Enquanto o Brasil procura adentrar na modernidade, superando o arcaísmo que o acompanha desde a época da colonização, a classe política (e seus asseclas) se locupleta no assalto diário ao erário público. Na tarefa sempre complicada de explicar o porquê do patrimônio pessoal de alguns dirigentes políticos ser incompatível com o salário que recebem ao final de cada mês, "laranjas" surgem a todo instante − entre eles, sem fazer muito alarde, alguns valorosos publicitários, os abre−alas da corrupção.

A tarefa proposta pela narrativa escrita por Edney Silvestre está em retratar esse movimento de usurpação da dignidade nacional por parte da República de Alagoas. Travestida de narrativa policialesca, parte da intenção ficcional se cumpre, apesar da óbvia ausência de densidade do enredo (que é encoberto pela esperteza de usar uma forma narrativa pouco usual). Também falta um pouco mais de profundidade ao descrever as duas quadrilhas. Como o romance está concentrado em São Paulo, a política "suja" praticada em Brasília ficou restrita ao mundo "limpo" dos crimes de colarinho branco. Mesmo assim − e isso é uma qualidade −, ao final do romance, é arriscado apontar quem são os criminosos: os políticos ou os seqüestradores.

Outra deficiência está no fato de diversos personagens (Olavo, Ernesto, Daniel, Emiliano) serem "planos" (como gostava de definir E. M. Foster). Falta−lhes humanidade, sentimentos, interação com a estrutura narrativa.
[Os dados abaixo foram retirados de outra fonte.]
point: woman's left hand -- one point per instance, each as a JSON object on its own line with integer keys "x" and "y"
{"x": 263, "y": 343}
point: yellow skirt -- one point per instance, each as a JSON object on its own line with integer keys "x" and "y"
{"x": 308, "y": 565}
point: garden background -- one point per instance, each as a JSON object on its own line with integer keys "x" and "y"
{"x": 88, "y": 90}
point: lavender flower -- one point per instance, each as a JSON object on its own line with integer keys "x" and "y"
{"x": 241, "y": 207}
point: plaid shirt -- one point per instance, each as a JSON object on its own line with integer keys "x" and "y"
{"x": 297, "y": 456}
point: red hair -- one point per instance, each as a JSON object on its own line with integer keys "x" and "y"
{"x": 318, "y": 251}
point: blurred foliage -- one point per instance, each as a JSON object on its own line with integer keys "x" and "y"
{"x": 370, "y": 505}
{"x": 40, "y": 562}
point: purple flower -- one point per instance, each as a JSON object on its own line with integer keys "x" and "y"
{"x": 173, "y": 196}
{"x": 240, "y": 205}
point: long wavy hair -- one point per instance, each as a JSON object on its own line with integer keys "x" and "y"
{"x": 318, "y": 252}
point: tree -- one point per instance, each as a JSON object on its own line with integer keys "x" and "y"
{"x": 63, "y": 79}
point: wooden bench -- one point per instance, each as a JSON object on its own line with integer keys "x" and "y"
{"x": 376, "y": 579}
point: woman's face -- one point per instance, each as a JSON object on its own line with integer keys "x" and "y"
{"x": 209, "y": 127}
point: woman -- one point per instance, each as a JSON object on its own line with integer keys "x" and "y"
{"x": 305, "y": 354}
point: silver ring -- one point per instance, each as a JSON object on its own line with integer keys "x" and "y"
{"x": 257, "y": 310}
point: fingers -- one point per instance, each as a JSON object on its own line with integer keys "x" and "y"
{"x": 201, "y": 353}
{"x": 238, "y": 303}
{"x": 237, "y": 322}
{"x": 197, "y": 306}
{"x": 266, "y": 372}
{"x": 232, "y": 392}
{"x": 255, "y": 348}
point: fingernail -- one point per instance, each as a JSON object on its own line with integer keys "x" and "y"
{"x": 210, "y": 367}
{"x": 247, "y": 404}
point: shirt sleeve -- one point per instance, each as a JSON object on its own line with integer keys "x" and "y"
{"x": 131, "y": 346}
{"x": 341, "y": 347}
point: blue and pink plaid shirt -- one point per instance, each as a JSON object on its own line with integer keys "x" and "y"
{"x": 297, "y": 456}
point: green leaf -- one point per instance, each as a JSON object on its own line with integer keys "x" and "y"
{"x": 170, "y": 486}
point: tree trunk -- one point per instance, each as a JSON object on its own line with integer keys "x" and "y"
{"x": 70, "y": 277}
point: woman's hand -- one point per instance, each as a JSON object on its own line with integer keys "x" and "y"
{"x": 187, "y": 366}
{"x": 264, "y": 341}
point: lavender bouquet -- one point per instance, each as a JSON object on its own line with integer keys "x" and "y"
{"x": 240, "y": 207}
A escolha da fórmula "menos é mais" como elemento constituinte das características mais significativas das personagens aumentou a superficialidade temática.

Enfim, se A felicidade é fácil, difícil é escrever um romance.

P.S: Edney Silvestre é o autor de Se eu fechar os olhos agora, vencedor do Prêmio Jabuti, categoria Melhor Romance, em 2010. Apresenta o programa Espaço Aberto Literatura, na televisão a cabo.